Júri popular condena um dos acusados pela morte de liderança quilombola no Vale do Ribeira/SP

26/06/2013 10:48
Laurindo Gomes (Foto de Maria Dolores Rubio -Titi)

Laurindo Gomes (Foto de Maria Dolores Rubio -Titi)

Uma ode para Laurindo

(…)
Pensam que calam um grito
Pensam que a luta se finda.
Vejam, o rio está bonito!
Vejam que roça mais linda!

Vejam que nascem outras ramas
Quando a esperança está indo
Vejam que ardem mil chamas…
Quem acendeu, foi Laurindo?

 Júlio Cesar da Costa - Na Ribeira da Poesia

O júri popular da Comarca de Eldorado/SP condenou, no dia 24 de abril de 2013, Sidnei Miranda, pela morte da liderança quilombola Laurindo Gomes.
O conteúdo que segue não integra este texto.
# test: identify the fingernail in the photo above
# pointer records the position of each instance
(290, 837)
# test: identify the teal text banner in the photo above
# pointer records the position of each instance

Na manhã do dia 18 de fevereiro de 2011, Laurindo saiu de sua casa, localizada no Quilombo de Praia Grande, Iporanga/SP, para ir ao centro da cidade, onde haveria uma mobilização pela instauração de uma CPI em face do então prefeito municipal, e desde então nunca mais foi visto.

De início o caso fora tratado como mero desaparecimento. No entanto, a comunidade de Praia Grande, as lideranças quilombolas da região e as entidades de apoio logo denunciaram que não se tratava de simples sumiço, mas que, certamente, Laurindo havia sido vítima de um crime, cuja motivação só poderia ser a luta pela garantia do território quilombola. Decorridos cerca de três meses do fato e após intensa pressão o Ministério Público da Comarca de Eldorado/SP requisitou a instauração de Inquérito Policial.

A comunidade de Praia Grande é oficialmente reconhecida como remanescente de quilombo, conforme Relatório Técnico Científico produzido pelo Instituto de Terras do Estado de São Paulo no ano de 2002. Não obstante o reconhecimento e a delimitação do território quilombola, o Estado não promoveu nenhuma ação para que houvesse a desintrusão e titulação da área. Essa situação, conforme já denunciado pelo movimento quilombola do Vale do Ribeira, ocasionou certo descrédito quanto ao direito à terra, fomentando a compra e venda de áreas no interior do território. Em alguns casos, inclusive, isso ocorria por intermédio de “laranjas”, que serviam às pretensões de políticos locais.

Laurindo Gomes atuava intensamente pela melhoria das condições de vida de sua comunidade, exigindo a efetivação de políticas públicas e, sobretudo, buscando coibir a comercialização ilegal das terras do Quilombo. Em razão disso, representava um importante obstáculo aos interesses escusos daqueles que se valiam da inércia estatal para, mais uma vez, arrancar aquele povo do seu lugar.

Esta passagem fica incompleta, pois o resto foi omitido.